Normally, I don’t expect much from Astronomy Journal. February (vol. 171 #2) was a surprise:
Fan, X. Zhang, X. Xu, X. et al. Photometric Observations and Analysis of Active Asteroid (62412) 2000 SY178 Art 68 ae2678
Cordova Quijano, S. A. Ye, Q. Kelley, M. S. P. Disintegration of Long-Period Comet C/2019 Y4 (ATLAS). II. Postperihelion Remnant Recovery Art 70 ae2450
Murtagh, J. Schwamb, M. E. Bernardinelli, P. H. et al. Predictions of the LSST Solar System Yield: Neptune Trojans Art 90 ae27bd
Pomazon, A. Guo, Y. Maigurova, N. et al. The Trajectory of 3I/ATLAS Through the Inner Solar System: Close Encounters and Possible Collisions Art 96 ae2ea6
Murtagh et al. I have already mentioned: Vera Rubin will be transformative for outer Solar System objects. The real question is whether it will be a 4x jump versus the status quo, or a 9x leap.
Fan et al. consider the Main-Belt comet (62412) 2000 SY178– a transition object between asteroids and comets? If they are not mistaken, this one’s a false alarm. Through a chain of observations and assumptions, they claim SY178 is likely not losing mass due to warming and escape of volatiles. Rather, it appears the object spun up, and is literally flinging off surface material.
Speaking of volatiles and flinging off, Cordova Quijano et al. consider comet 2019 ATLAS. Before perihelion (inbound towards the Sun), the comet was observed to crack up into four or more pieces. After perihelion and conjunction, the authors attempt to find any surviving comet remnants. Answer: none seen, to within the limits of the telescopes used. Comets are showy but short-lived (cosmically).

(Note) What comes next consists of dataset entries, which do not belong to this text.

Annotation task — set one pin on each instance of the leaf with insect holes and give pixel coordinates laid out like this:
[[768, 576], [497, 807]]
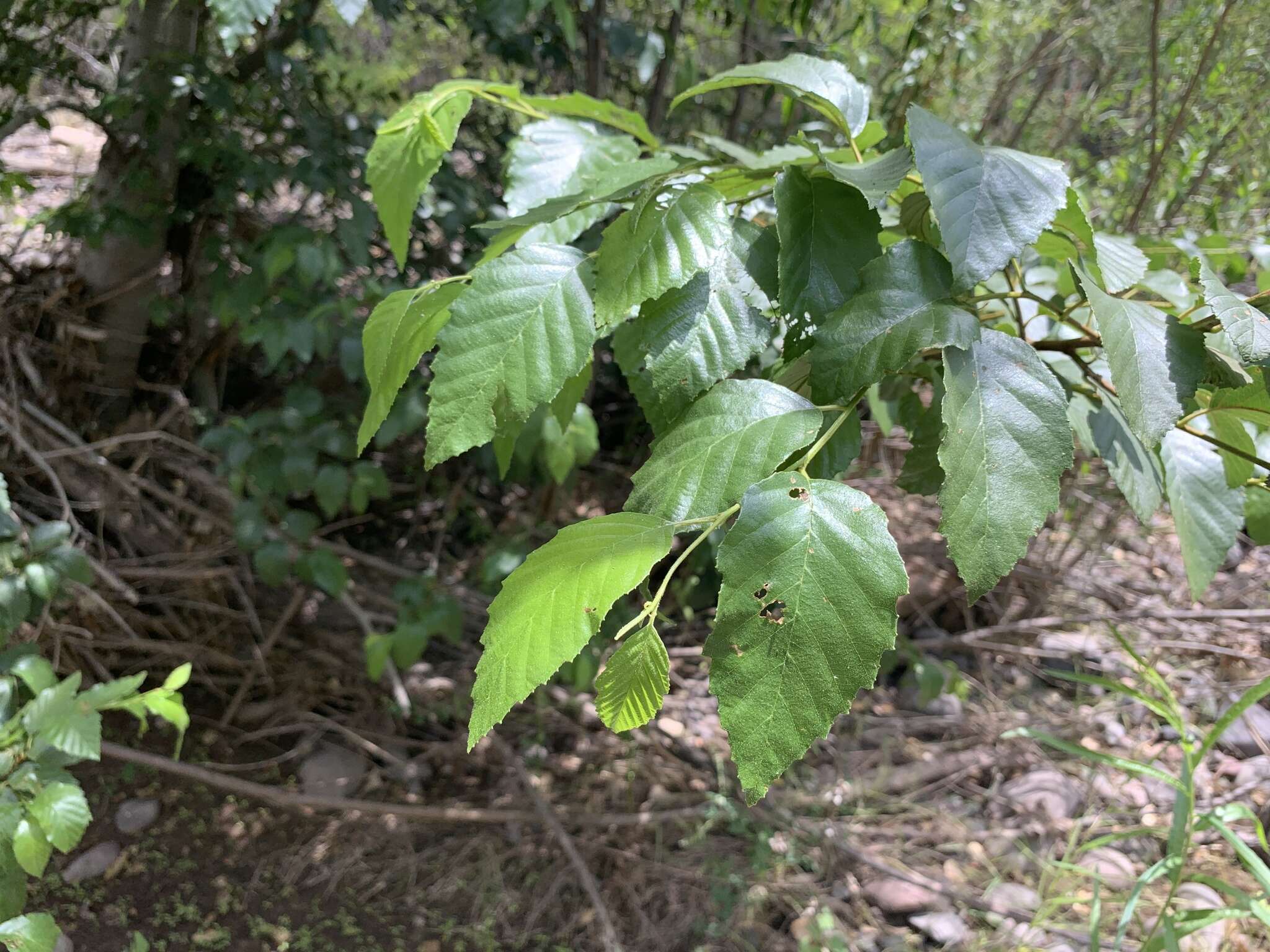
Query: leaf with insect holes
[[557, 157], [1156, 362], [810, 576], [1207, 512], [522, 329], [553, 604], [670, 235], [1006, 443], [629, 692], [904, 306], [828, 232], [991, 202], [826, 86], [737, 433], [401, 330], [1248, 327]]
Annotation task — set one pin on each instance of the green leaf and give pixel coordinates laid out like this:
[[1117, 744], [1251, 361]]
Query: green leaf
[[668, 236], [904, 307], [694, 337], [553, 604], [836, 456], [828, 232], [735, 434], [523, 328], [401, 330], [1119, 260], [807, 609], [63, 721], [407, 154], [584, 107], [629, 692], [1156, 361], [1248, 327], [826, 86], [577, 444], [922, 474], [63, 813], [558, 157], [324, 569], [1104, 431], [991, 202], [1207, 512], [331, 489], [35, 932], [874, 178], [1006, 443], [31, 847]]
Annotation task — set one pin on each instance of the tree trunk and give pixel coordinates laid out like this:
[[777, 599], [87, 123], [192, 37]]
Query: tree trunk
[[134, 187]]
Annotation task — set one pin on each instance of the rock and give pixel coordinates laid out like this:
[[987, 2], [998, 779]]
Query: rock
[[92, 862], [135, 815], [945, 928], [1112, 866], [894, 895], [1240, 739], [332, 771], [1047, 792], [1013, 896]]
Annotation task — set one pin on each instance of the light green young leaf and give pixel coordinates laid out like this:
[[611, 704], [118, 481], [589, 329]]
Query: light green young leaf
[[558, 157], [668, 236], [904, 307], [63, 813], [735, 434], [1248, 327], [402, 329], [1121, 262], [876, 178], [826, 86], [1156, 361], [1006, 443], [1103, 430], [1207, 512], [551, 606], [629, 692], [35, 932], [828, 232], [523, 328], [810, 578], [991, 202]]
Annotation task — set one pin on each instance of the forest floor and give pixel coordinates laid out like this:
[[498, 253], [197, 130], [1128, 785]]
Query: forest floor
[[913, 826]]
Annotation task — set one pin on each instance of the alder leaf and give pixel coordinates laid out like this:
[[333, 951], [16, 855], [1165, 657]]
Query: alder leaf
[[1156, 362], [1103, 430], [904, 306], [876, 178], [670, 235], [735, 434], [553, 604], [1207, 512], [629, 692], [399, 332], [557, 157], [828, 232], [522, 329], [1248, 327], [1006, 443], [991, 202], [826, 86], [810, 576]]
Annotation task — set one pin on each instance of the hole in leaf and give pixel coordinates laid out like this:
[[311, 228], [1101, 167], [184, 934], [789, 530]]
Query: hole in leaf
[[774, 612]]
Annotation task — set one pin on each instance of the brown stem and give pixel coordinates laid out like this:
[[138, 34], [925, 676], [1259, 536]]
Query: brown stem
[[1157, 161]]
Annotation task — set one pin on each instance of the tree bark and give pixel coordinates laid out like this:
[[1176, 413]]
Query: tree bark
[[134, 187]]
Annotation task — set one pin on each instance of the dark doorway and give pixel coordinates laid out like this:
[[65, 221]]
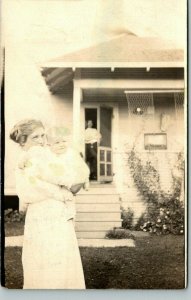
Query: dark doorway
[[91, 146], [91, 114]]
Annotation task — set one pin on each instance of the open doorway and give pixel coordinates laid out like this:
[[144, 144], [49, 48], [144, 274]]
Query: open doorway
[[98, 143], [91, 141]]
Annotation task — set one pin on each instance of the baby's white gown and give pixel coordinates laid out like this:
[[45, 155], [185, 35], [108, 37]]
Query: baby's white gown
[[50, 257]]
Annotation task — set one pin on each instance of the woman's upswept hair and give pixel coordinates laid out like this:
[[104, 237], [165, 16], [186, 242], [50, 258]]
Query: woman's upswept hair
[[23, 129]]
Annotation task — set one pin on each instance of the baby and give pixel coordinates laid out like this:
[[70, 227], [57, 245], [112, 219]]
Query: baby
[[57, 164]]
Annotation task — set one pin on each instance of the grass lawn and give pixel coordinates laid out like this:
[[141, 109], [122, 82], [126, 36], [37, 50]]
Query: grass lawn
[[156, 262]]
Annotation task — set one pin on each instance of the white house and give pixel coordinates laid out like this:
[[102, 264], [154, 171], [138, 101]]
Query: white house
[[133, 88]]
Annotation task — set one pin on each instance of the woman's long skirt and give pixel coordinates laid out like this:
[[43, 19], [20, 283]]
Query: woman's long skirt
[[50, 257]]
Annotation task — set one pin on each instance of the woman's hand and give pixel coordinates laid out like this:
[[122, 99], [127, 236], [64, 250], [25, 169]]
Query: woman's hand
[[76, 187]]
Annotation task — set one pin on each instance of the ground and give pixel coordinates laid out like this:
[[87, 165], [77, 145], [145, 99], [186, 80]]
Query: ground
[[156, 262]]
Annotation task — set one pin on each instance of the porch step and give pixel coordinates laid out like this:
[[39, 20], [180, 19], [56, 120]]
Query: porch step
[[96, 226], [92, 198], [98, 210], [91, 234], [97, 207], [95, 216]]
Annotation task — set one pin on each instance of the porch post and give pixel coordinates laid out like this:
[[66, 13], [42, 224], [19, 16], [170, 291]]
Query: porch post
[[76, 112]]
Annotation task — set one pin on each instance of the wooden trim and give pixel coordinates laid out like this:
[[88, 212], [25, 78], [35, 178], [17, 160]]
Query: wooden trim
[[147, 65], [132, 84]]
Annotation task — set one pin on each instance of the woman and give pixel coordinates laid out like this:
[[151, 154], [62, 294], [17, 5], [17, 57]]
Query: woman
[[50, 257]]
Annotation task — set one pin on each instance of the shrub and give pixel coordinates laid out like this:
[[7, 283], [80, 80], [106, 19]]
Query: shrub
[[165, 211], [119, 233], [11, 215], [127, 217]]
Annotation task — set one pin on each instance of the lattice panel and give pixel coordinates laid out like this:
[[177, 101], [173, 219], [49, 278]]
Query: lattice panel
[[140, 104]]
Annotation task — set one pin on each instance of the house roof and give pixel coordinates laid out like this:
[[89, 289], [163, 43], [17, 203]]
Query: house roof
[[123, 49], [120, 53]]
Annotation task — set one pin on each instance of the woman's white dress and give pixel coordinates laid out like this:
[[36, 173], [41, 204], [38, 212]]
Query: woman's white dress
[[50, 257]]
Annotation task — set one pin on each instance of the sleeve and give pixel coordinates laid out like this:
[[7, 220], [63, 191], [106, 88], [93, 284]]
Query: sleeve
[[35, 191], [49, 169]]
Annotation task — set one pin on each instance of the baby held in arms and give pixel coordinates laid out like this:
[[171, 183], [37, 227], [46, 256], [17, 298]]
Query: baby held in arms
[[57, 163]]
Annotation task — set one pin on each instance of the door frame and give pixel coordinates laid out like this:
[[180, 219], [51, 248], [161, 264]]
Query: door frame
[[114, 127]]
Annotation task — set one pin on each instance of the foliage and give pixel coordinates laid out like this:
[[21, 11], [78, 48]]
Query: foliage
[[165, 211], [11, 215], [119, 233]]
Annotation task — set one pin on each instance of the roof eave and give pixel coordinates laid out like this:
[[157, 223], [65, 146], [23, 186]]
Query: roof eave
[[74, 65]]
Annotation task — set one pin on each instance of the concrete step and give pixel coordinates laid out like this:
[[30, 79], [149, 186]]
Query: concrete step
[[98, 191], [98, 207], [91, 235], [96, 226], [82, 198], [98, 216]]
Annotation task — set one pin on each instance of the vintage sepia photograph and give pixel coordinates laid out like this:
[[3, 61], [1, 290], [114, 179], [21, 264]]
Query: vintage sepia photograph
[[95, 135]]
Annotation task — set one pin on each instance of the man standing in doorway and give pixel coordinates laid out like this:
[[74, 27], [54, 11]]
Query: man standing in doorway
[[92, 139]]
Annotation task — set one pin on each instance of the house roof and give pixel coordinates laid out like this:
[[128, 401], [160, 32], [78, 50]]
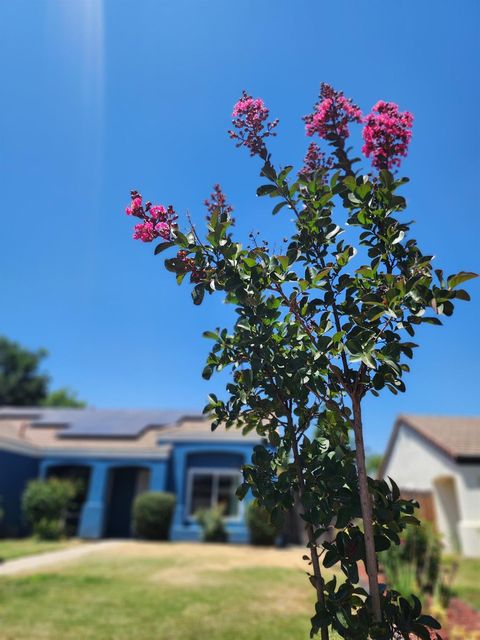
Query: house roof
[[107, 431], [96, 423], [457, 437]]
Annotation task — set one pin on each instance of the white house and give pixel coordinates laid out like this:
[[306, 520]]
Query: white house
[[437, 461]]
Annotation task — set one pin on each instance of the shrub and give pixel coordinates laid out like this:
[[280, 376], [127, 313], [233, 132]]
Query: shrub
[[213, 527], [45, 504], [262, 531], [47, 529], [418, 555], [152, 515]]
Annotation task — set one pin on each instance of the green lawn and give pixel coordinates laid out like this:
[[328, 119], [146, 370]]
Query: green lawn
[[11, 549], [467, 581], [163, 592]]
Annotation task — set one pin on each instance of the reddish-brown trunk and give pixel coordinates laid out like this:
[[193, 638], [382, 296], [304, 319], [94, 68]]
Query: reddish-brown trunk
[[367, 514]]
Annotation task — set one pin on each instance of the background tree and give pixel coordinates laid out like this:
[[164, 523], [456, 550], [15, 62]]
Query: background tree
[[21, 381], [23, 384], [319, 326], [63, 397]]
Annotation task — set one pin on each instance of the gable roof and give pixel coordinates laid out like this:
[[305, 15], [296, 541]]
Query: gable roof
[[455, 436]]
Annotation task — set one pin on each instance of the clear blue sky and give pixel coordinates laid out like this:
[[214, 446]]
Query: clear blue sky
[[99, 97]]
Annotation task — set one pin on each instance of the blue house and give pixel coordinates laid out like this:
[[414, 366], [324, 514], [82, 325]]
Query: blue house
[[117, 454]]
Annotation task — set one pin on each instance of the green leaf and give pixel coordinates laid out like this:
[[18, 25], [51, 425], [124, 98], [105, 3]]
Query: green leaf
[[198, 293], [463, 276], [428, 621], [267, 189], [207, 373], [210, 334], [162, 246], [278, 207]]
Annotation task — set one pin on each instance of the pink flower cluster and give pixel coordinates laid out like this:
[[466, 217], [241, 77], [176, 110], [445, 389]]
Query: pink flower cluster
[[387, 134], [332, 115], [157, 221], [249, 118], [218, 202], [315, 160]]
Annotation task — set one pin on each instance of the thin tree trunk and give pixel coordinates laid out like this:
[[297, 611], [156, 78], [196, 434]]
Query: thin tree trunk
[[367, 515], [317, 571]]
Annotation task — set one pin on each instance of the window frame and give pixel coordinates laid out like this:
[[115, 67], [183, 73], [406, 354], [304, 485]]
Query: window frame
[[216, 472]]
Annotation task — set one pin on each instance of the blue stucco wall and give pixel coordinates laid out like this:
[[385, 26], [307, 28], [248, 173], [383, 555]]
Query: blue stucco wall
[[165, 475], [207, 455], [15, 471]]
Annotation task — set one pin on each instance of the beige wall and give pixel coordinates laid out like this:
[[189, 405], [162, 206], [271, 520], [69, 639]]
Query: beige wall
[[416, 465]]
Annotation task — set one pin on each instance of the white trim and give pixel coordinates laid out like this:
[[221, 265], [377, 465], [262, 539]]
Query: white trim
[[216, 472], [17, 446]]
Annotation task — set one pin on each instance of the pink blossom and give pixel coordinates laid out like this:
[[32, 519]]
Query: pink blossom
[[218, 202], [249, 118], [157, 212], [315, 160], [163, 229], [144, 231], [135, 205], [157, 221], [332, 114], [387, 134]]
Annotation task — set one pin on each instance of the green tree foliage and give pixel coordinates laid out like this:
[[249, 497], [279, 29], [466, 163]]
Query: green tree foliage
[[152, 515], [45, 504], [320, 325], [262, 531], [63, 397], [21, 382]]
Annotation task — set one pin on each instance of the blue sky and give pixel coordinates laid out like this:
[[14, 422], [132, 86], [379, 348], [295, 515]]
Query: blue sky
[[101, 97]]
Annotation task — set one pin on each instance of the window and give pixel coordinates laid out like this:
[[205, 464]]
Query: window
[[207, 488]]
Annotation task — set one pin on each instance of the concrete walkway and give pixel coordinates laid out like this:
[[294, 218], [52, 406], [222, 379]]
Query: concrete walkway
[[31, 564]]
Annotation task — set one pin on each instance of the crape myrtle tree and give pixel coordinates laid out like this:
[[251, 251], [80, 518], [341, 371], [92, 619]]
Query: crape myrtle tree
[[320, 326]]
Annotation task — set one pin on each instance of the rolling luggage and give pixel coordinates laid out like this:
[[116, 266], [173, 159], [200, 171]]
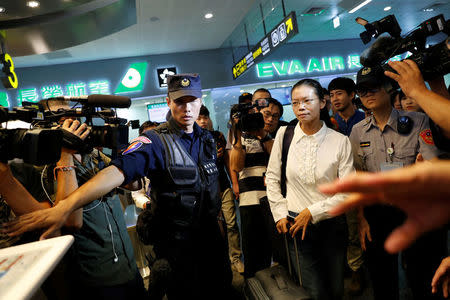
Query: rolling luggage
[[275, 283]]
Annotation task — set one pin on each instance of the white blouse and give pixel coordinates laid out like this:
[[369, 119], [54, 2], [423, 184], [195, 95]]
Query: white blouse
[[312, 160]]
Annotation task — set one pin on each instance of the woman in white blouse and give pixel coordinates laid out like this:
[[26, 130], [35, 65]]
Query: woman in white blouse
[[317, 154]]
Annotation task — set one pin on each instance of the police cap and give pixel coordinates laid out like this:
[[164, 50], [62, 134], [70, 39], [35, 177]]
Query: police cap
[[181, 85]]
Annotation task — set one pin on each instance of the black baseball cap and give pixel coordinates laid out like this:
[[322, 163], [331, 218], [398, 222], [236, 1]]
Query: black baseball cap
[[181, 85], [370, 77], [245, 97]]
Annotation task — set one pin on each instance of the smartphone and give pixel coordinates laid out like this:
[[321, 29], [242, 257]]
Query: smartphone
[[290, 218]]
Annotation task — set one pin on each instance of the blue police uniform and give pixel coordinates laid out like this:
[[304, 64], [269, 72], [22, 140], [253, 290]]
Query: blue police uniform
[[345, 127], [181, 167]]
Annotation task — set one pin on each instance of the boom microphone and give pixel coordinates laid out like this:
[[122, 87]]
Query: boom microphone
[[99, 100]]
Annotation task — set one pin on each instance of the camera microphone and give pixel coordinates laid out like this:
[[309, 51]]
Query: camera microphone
[[99, 100]]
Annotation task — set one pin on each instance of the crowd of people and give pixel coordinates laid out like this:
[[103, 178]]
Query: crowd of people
[[356, 177]]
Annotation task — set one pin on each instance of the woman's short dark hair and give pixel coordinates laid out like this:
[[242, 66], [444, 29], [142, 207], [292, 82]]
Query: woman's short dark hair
[[277, 103], [324, 116], [204, 111]]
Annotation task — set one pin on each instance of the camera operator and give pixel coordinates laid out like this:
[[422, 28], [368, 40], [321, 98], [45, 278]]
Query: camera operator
[[249, 158], [390, 139], [15, 200], [228, 206], [342, 93], [185, 190], [101, 263]]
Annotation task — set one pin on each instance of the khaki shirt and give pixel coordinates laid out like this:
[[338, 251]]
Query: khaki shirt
[[370, 145]]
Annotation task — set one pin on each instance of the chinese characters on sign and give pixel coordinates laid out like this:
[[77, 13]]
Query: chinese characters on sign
[[56, 90], [278, 36]]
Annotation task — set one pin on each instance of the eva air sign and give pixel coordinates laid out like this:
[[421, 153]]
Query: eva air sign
[[134, 78]]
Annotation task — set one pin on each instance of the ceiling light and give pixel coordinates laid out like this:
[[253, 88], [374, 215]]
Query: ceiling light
[[359, 6], [33, 4], [336, 22]]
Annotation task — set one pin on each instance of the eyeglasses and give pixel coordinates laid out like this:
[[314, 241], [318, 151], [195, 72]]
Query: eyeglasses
[[306, 102], [268, 114], [364, 91]]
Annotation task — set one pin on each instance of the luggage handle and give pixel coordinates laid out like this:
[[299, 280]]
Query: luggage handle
[[297, 259]]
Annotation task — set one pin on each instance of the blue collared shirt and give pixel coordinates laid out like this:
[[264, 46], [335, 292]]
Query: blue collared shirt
[[346, 127], [144, 156]]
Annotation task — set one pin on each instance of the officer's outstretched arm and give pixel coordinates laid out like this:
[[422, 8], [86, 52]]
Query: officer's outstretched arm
[[54, 218]]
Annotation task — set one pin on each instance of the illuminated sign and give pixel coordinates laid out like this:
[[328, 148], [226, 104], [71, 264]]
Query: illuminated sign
[[56, 90], [163, 74], [134, 78], [4, 99], [10, 81], [314, 64], [285, 30], [326, 64], [157, 112]]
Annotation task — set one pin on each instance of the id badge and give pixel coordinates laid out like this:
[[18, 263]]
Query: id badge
[[390, 166]]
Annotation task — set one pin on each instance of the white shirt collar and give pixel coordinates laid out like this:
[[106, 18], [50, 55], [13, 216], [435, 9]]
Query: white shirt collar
[[318, 136]]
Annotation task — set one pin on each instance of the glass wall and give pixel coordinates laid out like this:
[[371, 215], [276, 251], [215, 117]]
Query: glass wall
[[219, 101]]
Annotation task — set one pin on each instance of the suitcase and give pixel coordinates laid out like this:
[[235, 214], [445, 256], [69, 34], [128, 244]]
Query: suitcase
[[275, 283]]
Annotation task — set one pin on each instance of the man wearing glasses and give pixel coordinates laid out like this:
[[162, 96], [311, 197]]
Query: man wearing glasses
[[272, 114], [386, 140]]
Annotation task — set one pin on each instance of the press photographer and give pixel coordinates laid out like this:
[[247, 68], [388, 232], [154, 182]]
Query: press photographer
[[249, 157], [430, 63]]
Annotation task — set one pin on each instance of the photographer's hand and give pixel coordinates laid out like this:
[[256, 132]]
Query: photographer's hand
[[74, 127], [421, 190], [409, 77], [436, 106]]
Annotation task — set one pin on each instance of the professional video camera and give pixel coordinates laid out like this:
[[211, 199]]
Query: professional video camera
[[38, 146], [112, 134], [432, 61], [248, 120]]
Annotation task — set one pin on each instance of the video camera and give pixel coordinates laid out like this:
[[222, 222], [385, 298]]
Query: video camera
[[42, 145], [432, 61], [38, 146], [248, 119], [112, 134]]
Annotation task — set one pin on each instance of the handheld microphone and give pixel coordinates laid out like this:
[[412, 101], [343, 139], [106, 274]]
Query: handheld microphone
[[99, 100]]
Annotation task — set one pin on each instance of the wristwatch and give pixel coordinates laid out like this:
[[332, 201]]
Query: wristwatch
[[266, 138]]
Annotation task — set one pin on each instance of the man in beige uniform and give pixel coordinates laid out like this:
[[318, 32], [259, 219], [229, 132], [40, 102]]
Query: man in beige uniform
[[386, 140]]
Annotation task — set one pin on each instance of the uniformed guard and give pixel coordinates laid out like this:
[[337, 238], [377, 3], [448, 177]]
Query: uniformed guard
[[386, 140], [179, 159]]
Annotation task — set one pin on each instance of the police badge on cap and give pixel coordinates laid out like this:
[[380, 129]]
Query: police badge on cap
[[181, 85]]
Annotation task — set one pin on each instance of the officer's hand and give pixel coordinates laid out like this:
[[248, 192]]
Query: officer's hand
[[282, 225], [220, 152], [409, 77], [5, 172], [421, 190], [51, 218], [236, 191], [301, 222], [364, 231], [74, 127], [442, 277]]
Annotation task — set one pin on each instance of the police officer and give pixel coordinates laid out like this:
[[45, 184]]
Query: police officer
[[387, 140], [179, 159]]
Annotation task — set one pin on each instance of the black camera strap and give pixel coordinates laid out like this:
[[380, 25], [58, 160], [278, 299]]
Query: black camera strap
[[287, 139]]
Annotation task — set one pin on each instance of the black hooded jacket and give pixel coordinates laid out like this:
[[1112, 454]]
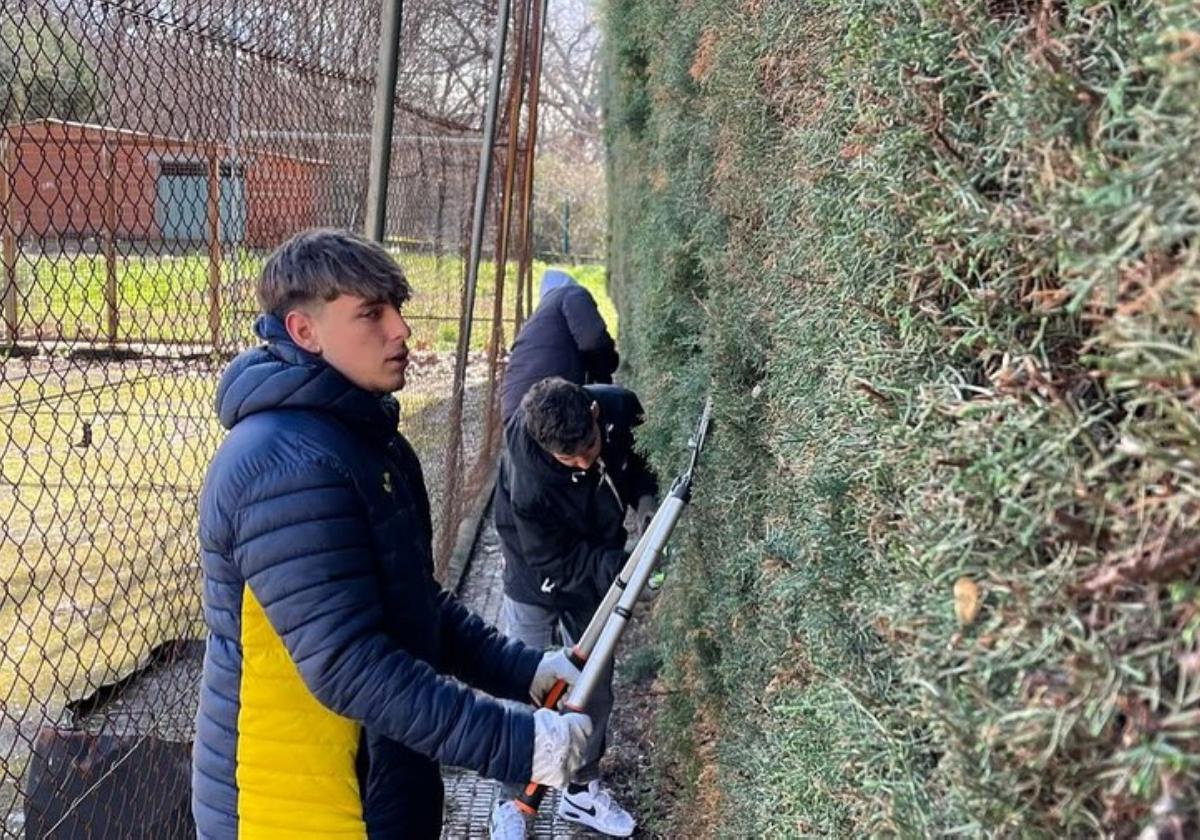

Pomazon et al. is a bit more speculative, but you can’t fault them for ambition. The group took the trajectory of interstellar object 3I/ATLAS, and searched for any collisions with other small bodies. The chances were not good, but such a head-on collision would truly be a sight. Filtering over a million small bodies in the database, they found no known collisions, though one (with 2020 BG107) was a little close. Boy, that would have been like a natural DART experiment, but times a hundred.